Press Advisories

14. 12. 200913:11

Ministry Bought Out Lands for Roma Victims Memorial

The Minister of Education signed a contract for purchase of lands for the construction of a memorial of Roma victims in Hodonín u Kunštátu

Miroslava Kopicová, Minister of Education, signed a contract worth 20 million crowns for the purchase of the area of a former detention camp for the Roma, which existed in Hodonín u Kunštátu during World War II.

Next year, 70 million crowns will be invested in transforming this area into a memorial of Roma holocaust victims and a training centre. A permanent exhibition is to be organized there by the Museum of Roma Culture in Brno, a holder of the Gypsy Spirit award in 2009. Educational activities performed by the centre shall be organized by the ministry of education, which has founded a public benefit society for this purpose. The implementation of this project has been entrusted to Radan Večerka, secretary of the cabinet of the minister of education.

Negotiations about the purchase of the area were initiated last spring by Michael Kocáb, Minister for Human Rights. In addition to the Hodonín Memorial, the next year's projects of “Renovation of Commemorative Sites Related to Roma Holocaust”, which are implemented by his ministry, will include the opening of a commemorative site in Lety u Písku, which was also the site of a reception and detention camp. The costs of this project are estimated at 120 million crowns.

The human rights minister Michael Kocáb reminded the importance of remembering Jewish and Roma holocaust victims. “We have to keep in mind that although World War II ended 65 years ago, there are still tendencies in the society to downplay or to even deny the tragic genocide of the Roma and Jews.
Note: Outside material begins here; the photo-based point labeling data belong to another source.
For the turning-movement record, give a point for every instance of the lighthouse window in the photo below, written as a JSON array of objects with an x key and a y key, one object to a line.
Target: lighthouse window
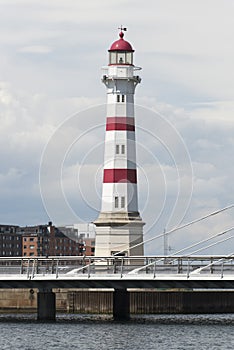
[
  {"x": 112, "y": 57},
  {"x": 116, "y": 202},
  {"x": 129, "y": 57},
  {"x": 121, "y": 57}
]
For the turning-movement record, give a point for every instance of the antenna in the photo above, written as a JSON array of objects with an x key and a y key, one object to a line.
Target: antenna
[{"x": 122, "y": 28}]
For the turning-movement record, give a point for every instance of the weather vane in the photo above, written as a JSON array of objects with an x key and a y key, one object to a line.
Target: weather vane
[{"x": 122, "y": 28}]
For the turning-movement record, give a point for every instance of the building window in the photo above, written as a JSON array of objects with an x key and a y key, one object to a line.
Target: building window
[
  {"x": 122, "y": 202},
  {"x": 116, "y": 202}
]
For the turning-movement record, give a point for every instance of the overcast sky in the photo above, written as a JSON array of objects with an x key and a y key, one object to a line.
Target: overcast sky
[{"x": 51, "y": 94}]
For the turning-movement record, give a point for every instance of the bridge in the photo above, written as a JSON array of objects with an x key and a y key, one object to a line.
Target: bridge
[{"x": 117, "y": 273}]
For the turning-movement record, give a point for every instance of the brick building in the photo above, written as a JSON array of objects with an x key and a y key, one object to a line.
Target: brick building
[
  {"x": 10, "y": 241},
  {"x": 48, "y": 240},
  {"x": 43, "y": 240}
]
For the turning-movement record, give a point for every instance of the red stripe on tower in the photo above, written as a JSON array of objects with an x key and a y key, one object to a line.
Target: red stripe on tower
[
  {"x": 120, "y": 123},
  {"x": 120, "y": 175}
]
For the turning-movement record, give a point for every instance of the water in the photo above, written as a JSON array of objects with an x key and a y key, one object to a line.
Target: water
[{"x": 82, "y": 332}]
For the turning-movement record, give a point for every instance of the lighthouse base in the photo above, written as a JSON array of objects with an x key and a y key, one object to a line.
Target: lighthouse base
[{"x": 119, "y": 234}]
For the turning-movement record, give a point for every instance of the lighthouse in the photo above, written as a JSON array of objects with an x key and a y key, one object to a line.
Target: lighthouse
[{"x": 119, "y": 227}]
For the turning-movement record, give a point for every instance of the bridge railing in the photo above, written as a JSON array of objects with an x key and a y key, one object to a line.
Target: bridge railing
[{"x": 85, "y": 266}]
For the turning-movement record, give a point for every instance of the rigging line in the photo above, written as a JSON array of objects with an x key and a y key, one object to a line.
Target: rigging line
[
  {"x": 213, "y": 263},
  {"x": 203, "y": 241},
  {"x": 180, "y": 227},
  {"x": 168, "y": 232},
  {"x": 191, "y": 246},
  {"x": 211, "y": 245}
]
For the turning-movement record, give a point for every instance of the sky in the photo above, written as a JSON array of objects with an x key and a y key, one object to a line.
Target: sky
[{"x": 52, "y": 111}]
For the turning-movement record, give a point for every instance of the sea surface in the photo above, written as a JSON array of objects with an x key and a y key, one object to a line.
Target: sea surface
[{"x": 92, "y": 332}]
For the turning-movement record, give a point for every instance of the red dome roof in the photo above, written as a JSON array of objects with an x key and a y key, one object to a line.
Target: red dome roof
[{"x": 121, "y": 44}]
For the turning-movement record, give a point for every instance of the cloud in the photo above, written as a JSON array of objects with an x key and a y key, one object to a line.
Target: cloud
[
  {"x": 36, "y": 49},
  {"x": 51, "y": 55}
]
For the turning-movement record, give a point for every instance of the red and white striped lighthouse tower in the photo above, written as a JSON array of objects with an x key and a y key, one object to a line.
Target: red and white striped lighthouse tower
[{"x": 119, "y": 225}]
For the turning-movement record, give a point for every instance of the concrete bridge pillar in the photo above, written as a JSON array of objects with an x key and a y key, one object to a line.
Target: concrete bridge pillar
[
  {"x": 121, "y": 305},
  {"x": 46, "y": 305}
]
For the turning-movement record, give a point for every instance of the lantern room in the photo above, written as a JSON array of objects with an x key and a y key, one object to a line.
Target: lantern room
[{"x": 121, "y": 52}]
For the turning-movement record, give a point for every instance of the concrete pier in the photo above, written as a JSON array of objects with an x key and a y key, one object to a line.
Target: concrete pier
[
  {"x": 46, "y": 305},
  {"x": 121, "y": 305}
]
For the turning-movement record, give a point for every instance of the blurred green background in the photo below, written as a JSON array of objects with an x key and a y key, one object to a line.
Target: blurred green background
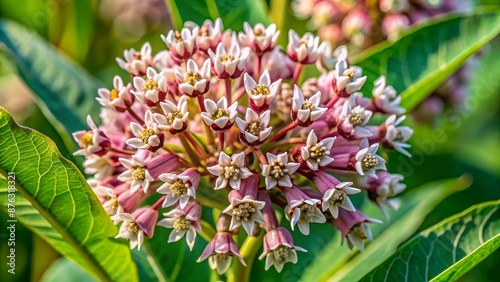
[{"x": 94, "y": 33}]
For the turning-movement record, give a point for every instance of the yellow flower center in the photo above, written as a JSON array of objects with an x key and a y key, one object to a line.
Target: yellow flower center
[
  {"x": 261, "y": 90},
  {"x": 192, "y": 78},
  {"x": 307, "y": 105},
  {"x": 146, "y": 133}
]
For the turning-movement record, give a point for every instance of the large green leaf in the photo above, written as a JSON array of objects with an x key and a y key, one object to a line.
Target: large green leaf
[
  {"x": 232, "y": 13},
  {"x": 424, "y": 57},
  {"x": 447, "y": 250},
  {"x": 415, "y": 205},
  {"x": 65, "y": 91},
  {"x": 62, "y": 208}
]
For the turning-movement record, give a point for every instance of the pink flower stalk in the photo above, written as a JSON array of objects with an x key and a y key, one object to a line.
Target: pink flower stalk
[
  {"x": 118, "y": 98},
  {"x": 183, "y": 221},
  {"x": 179, "y": 188},
  {"x": 194, "y": 82},
  {"x": 220, "y": 252},
  {"x": 354, "y": 227},
  {"x": 228, "y": 64},
  {"x": 262, "y": 93},
  {"x": 151, "y": 90},
  {"x": 279, "y": 248},
  {"x": 209, "y": 35},
  {"x": 136, "y": 62},
  {"x": 181, "y": 146},
  {"x": 93, "y": 141},
  {"x": 302, "y": 50},
  {"x": 182, "y": 44}
]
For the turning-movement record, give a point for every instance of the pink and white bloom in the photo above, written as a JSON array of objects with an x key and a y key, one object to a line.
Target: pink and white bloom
[
  {"x": 93, "y": 141},
  {"x": 306, "y": 111},
  {"x": 228, "y": 64},
  {"x": 315, "y": 153},
  {"x": 182, "y": 44},
  {"x": 244, "y": 211},
  {"x": 335, "y": 193},
  {"x": 230, "y": 170},
  {"x": 385, "y": 98},
  {"x": 147, "y": 137},
  {"x": 259, "y": 38},
  {"x": 354, "y": 227},
  {"x": 194, "y": 81},
  {"x": 219, "y": 116},
  {"x": 263, "y": 93},
  {"x": 367, "y": 161},
  {"x": 347, "y": 79},
  {"x": 220, "y": 252},
  {"x": 209, "y": 35},
  {"x": 183, "y": 221},
  {"x": 353, "y": 120},
  {"x": 279, "y": 248},
  {"x": 278, "y": 170},
  {"x": 137, "y": 174},
  {"x": 151, "y": 90},
  {"x": 396, "y": 136},
  {"x": 302, "y": 50},
  {"x": 137, "y": 225},
  {"x": 301, "y": 209},
  {"x": 179, "y": 187},
  {"x": 136, "y": 62},
  {"x": 381, "y": 190},
  {"x": 254, "y": 130},
  {"x": 174, "y": 117},
  {"x": 118, "y": 98}
]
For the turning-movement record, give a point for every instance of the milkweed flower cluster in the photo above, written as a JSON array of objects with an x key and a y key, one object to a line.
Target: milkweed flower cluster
[{"x": 226, "y": 114}]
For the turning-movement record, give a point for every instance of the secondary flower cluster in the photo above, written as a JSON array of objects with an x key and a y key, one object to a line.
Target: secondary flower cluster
[
  {"x": 361, "y": 24},
  {"x": 224, "y": 114}
]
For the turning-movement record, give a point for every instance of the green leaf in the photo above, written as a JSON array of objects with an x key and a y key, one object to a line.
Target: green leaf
[
  {"x": 54, "y": 201},
  {"x": 426, "y": 55},
  {"x": 447, "y": 250},
  {"x": 67, "y": 269},
  {"x": 232, "y": 13},
  {"x": 334, "y": 260},
  {"x": 66, "y": 93}
]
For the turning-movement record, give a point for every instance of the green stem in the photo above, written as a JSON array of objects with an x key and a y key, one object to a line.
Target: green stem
[{"x": 248, "y": 250}]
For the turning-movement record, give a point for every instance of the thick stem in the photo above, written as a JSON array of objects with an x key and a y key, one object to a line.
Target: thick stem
[
  {"x": 296, "y": 73},
  {"x": 134, "y": 115},
  {"x": 248, "y": 250},
  {"x": 283, "y": 131},
  {"x": 221, "y": 141},
  {"x": 158, "y": 203},
  {"x": 227, "y": 81}
]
Such tendencies have to be vigorously challenged by showing good will to commemorate with dignity such victims. The construction of commemorative sites will also be a stimulus for thousands of the Roma, who are often associated generally only with certain negative phenomena. I am sincerely happy for what the (Prime Minister) Topolánek's and Fischer's governments have been doing to enhance the Roma's identity and solidarity with the troubled history of their nation.”

The camp in Hodonín was in operation from August 1942 until December 1943. The Nazis imprisoned there a total of 1396 people, 207 of whom died there, mostly of pneumonia, tuberculosis, typhus and typhoid fever. More than one thousand of them were transported to the concentration camp in Auschwitz. Victims of this tragedy are only commemorated by a cross in the forest; the former camp site is occupied by a recreation centre. The single surviving camp building currently serves as a restaurant. This building will be the only building left the planned commemorative area; all other buildings will be demolished.